Las prostitutas –muchas de ellas jóvenes escapadas de sus casas– traen consigo historias de tragedias personales. Viven en cuartos pequeños e insalubres y duermen en duras camas de madera que comparten con dos o tres mujeres.

La música suena desde el amanecer hasta pasada la medianoche, penetrando las raídas cortinas que separan sus habitaciones del bar.

Cobran de cinco a ocho dólares por cliente y algunas pueden ganar hasta 900 dólares al mes, o 150 clientes.

Gabrielle, de 22 años, llegó a San Vicente hace tres meses. Vive en un cuarto sin ventanas y paredes de aglomerado en El Ganadero. El burdel está bañado por una luz de neón púrpura y apesta a orina y aguardiente. Hay un orinal contra una pared cerca de mesas con clientes borrachos y desplomados.

Gabrielle, que tiene un hijo de cinco años, estudió un año para convertirse en profesora, hasta que su padre dejó de mandarle dinero. Aún guarda sus apuntes en una carpeta marrón escondida bajo zapatos, papel higiénico y potes de maquillaje.

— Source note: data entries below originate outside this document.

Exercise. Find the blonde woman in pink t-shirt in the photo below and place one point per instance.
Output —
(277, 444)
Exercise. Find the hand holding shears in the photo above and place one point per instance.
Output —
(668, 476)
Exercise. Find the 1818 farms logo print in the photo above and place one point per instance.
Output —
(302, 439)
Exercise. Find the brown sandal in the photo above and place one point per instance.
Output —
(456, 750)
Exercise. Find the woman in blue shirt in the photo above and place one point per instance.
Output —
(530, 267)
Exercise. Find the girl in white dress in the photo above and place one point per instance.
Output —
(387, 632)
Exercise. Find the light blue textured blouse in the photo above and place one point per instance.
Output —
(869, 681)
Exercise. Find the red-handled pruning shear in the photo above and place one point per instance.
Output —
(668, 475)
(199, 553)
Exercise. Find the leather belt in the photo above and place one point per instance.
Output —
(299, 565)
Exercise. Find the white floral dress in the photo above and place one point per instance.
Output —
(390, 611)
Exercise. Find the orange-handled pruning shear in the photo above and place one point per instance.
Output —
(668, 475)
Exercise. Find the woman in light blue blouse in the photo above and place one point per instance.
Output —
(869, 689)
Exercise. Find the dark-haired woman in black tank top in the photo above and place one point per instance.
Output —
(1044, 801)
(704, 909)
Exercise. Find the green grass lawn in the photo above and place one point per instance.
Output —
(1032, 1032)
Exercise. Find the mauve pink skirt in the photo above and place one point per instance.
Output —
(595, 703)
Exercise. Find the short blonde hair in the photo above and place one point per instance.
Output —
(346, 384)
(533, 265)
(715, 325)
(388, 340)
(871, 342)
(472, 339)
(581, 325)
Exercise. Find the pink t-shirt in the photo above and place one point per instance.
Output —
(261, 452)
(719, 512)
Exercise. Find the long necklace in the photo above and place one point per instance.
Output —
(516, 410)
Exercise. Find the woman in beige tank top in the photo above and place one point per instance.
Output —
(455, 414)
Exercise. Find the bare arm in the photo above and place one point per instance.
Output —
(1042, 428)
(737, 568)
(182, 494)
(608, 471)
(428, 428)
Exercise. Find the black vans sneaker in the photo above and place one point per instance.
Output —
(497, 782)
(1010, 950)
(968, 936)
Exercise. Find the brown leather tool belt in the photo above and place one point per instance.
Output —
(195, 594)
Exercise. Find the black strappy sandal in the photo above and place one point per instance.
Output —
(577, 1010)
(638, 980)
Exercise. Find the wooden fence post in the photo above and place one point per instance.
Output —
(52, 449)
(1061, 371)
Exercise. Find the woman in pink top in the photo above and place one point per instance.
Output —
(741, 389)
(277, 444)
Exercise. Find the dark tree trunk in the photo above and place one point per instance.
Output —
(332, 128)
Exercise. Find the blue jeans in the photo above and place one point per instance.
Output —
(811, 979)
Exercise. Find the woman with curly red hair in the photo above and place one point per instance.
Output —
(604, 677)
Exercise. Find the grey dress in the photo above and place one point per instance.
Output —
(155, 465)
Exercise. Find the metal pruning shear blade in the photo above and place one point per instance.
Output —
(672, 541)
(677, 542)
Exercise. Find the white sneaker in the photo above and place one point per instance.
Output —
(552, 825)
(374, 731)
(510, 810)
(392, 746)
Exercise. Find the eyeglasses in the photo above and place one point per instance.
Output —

«Un día me iré de aquí y volveré a la universidad», aseguró.

Cuando no trabaja le gusta escribir poesía y leer a Pablo Neruda. «Veinte Poemas de Amor y una Canción Desesperada», es su libro favorito.

Natalia tiene la voz ronca de fumadora de cigarrillos y adicta al aguardiente. Tiene tatuajes de flores en los brazos y en las piernas. Llegó en abril con dos meses de embarazo.

Un dibujo enmarcado de su hija cuelga encima de la cama, la cual comparte con otra mujer.

Su cuarto tiene telarañas negras, una bombilla y un tejado de hojalata que gotea sin cesar cuando llueve. Su sueño es ahorrar dinero y montar una pizzería lejos de San Vicente.

Las FARC condenan la prostitución como un síntoma de una sociedad enferma y un Estado que no ofrece alternativas. Las FARC dicen luchar por un sistema socialista en el que las mujeres no se verían obligadas a prostituirse. «La culpa de la prostitución la tiene el Estado. Las mujeres venden sus cuerpos porque no encuentran trabajo», dijo Nora, una guerrillera que trabaja en la oficina de las FARC en San Vicente.

Pero mientras tanto, el aguardiente fluye, la música truena y los clientes de Natalia están esperando.

«Sólo le pido a Dios que si mis hijos se enteran un día de que fui prostituta, que sepan lo hice por ellos», dice.